De nouveaux travaux sont également prévus à partir de 2022. Le coût global est évalué à 18 millions d'euros. Ils visent :

- l'amélioration de la performance énergétique des centrales de traitement d'air. Le coût de 1,3 million d'euros sera étalé entre 2022 et 2027 ;

- le remplacement des groupes froids de la production centralisée , soit 4 millions d'euros entre 2022 et 2025 ;

- les travaux de réfection des tours aéro-réfrigérantes du site, soit 3 millions d'euros en 2022 ;

- la rénovation des installations électriques de puissance pour un coût de 9,7 millions d'euros à financer à partir de 2023.

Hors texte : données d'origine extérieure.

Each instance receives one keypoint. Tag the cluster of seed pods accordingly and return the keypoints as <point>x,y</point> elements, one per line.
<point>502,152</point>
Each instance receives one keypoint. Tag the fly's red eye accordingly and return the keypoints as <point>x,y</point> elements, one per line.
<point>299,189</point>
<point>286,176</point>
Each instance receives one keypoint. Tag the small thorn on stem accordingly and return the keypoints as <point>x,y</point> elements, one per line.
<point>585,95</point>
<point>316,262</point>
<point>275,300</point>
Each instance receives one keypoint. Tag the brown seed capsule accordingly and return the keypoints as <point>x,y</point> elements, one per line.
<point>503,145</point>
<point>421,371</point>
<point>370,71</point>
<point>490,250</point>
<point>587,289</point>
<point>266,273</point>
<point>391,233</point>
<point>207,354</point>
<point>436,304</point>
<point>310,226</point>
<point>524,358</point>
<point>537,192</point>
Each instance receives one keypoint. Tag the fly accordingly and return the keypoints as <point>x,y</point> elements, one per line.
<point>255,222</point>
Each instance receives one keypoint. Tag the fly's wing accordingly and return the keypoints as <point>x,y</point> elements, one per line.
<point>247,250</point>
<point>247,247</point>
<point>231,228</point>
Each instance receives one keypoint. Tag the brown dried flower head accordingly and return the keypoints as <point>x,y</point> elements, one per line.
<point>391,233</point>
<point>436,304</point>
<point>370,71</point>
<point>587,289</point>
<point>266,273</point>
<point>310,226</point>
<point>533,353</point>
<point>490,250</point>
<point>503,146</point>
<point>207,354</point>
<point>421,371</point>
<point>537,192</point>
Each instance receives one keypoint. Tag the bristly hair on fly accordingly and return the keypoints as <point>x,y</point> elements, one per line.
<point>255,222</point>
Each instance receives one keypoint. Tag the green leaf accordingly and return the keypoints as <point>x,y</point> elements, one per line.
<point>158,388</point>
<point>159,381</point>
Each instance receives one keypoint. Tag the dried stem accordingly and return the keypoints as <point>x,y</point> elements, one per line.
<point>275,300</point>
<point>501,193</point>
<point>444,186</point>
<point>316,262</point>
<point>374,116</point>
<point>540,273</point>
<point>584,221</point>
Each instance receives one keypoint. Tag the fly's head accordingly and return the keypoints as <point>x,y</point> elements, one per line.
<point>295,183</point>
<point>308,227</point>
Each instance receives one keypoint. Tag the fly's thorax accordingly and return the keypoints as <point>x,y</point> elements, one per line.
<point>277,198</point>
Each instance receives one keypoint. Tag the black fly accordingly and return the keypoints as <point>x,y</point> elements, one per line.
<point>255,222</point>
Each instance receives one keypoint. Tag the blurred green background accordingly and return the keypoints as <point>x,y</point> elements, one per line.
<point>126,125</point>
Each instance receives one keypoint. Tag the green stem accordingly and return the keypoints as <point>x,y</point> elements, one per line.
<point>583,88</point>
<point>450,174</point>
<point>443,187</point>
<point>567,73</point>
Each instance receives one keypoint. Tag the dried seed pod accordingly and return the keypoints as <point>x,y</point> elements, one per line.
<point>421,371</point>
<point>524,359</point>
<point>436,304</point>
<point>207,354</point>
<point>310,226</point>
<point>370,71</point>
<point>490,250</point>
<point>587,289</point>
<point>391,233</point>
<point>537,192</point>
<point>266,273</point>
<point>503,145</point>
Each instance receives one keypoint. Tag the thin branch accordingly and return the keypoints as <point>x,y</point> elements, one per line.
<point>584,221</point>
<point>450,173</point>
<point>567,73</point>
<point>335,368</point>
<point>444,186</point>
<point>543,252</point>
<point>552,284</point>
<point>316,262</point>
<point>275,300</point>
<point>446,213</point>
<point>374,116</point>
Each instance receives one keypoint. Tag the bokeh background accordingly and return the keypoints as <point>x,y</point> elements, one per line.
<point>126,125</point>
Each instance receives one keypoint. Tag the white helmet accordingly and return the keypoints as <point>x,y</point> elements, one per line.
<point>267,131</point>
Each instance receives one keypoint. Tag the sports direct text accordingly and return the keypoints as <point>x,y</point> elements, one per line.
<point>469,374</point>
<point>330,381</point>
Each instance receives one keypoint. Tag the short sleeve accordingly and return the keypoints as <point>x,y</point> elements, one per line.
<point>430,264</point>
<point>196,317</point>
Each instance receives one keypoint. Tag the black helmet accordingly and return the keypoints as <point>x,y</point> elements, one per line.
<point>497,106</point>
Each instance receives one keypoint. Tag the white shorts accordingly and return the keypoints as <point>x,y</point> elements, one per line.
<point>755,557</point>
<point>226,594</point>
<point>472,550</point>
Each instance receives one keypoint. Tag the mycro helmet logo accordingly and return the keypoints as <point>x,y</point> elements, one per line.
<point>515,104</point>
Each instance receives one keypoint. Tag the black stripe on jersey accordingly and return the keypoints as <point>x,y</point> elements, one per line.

2020 sera également marquée par le début des travaux de rénovation partielle des espaces de lecture de la BpI. Le coût total du chantier est estimé à 14 millions d'euros La subvention d'investissement prévue pour 2020 est majorée en conséquence de 4 millions d'euros destinés à couvrir des surcoûts liés à la complexité du chantier. Cette somme sera couverte par des CP en 2021 et 2022.

b) Une réelle maîtrise des charges de personnel

Ces investissements lourds ne doivent pas occulter les efforts de maîtrise des dépenses réalisés par les trois opérateurs, notamment en matière de personnels.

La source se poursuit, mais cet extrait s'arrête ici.